Выходя из очередного облака, он и столкнулся с ним, этим самым гоминоидом. От неожиданности оба растерялись. Гоминоид был почти двухметрового роста, немного сутуловатый, с могучим торсом и короткой шеей. Сколько Лемехов потом ни пытался, не мог вспомнить ни его лица или морды, ни как тот выглядел, ни деталей встречи, в памяти почему-то остались одни лишь глаза: темные, внимательные, немигающие. Он взглянул на Лемехова, по существу, лишь раз — коротко и в то же время, казалось, невероятно долго, — и Лемехов теперь ничего не помнил, кроме этих глаз да предупредительно поднятой вверх и вперед правой руки.
Через плечо у Лемехова на ремешке был переброшен фотоаппарат, по технике безопасности полагалось брать в такие маршруты пистолет, но ни разу в жизни — даже на Чукотке, где в пору его молодости он был просто необходим: немало людей бродячих профессий стали жертвами урок, бежавших из лагерей, — пистолет Лемехову не пригодился и сейчас, как обычно, валялся на дне рюкзака, потому что оставлять в лагере его Лемехов остерегался, но сейчас он даже не вспомнил ни о пистолете, ни о фотоаппарате. Он словно уснул на мгновенье, а, проснувшись, увидел, что никого рядом нет, словно и не было, лишь по-прежнему безмятежно звенел перекат. Бред, галлюцинация?.. Но на влажном песке отчетливо пропечатались большие следы…
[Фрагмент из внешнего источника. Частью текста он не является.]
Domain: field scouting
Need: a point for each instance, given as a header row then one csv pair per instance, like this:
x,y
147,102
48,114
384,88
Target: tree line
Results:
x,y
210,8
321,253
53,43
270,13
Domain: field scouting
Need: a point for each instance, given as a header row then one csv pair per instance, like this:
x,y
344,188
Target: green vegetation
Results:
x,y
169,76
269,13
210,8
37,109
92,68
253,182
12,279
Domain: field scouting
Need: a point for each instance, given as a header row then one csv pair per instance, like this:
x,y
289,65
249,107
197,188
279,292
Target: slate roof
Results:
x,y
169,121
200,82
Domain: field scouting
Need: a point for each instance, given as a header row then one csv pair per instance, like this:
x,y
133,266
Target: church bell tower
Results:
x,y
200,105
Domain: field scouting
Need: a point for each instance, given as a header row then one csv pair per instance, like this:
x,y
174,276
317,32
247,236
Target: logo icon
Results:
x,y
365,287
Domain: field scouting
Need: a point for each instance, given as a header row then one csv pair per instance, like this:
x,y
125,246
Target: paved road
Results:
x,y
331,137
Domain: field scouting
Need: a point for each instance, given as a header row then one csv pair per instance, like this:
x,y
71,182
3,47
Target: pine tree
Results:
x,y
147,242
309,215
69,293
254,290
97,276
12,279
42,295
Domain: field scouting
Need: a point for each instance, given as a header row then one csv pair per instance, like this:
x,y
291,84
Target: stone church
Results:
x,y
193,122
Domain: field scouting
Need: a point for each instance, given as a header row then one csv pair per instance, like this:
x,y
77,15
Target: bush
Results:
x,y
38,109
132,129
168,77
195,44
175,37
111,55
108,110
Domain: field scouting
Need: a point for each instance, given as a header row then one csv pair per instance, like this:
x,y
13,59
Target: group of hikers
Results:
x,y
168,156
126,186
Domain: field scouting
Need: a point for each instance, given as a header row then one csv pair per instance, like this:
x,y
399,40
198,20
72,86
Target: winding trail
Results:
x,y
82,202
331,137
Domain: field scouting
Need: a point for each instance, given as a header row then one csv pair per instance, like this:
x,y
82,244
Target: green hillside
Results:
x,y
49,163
Лемехов и сейчас, два года спустя, отчетливо видел эти глаза, хотя теперь определенно не мог сказать себе, на самом деле все это было или приснилось, что-то вроде сегодняшнего страшного сна, от которого он до сих пор не может отойти. А тогда он не пошел дальше в маршрут, а словно действительно в каком-то гипнотическом сне, даже не пытаясь сфотографировать следы, повернул назад и, не заходя в свой лагерь, поднялся к палаткам «гоминоидной» экспедиции, так между собой прозвали ее в геологической партии, нашел начальника и, почему-то отведя его в сторону, рассказал о встрече.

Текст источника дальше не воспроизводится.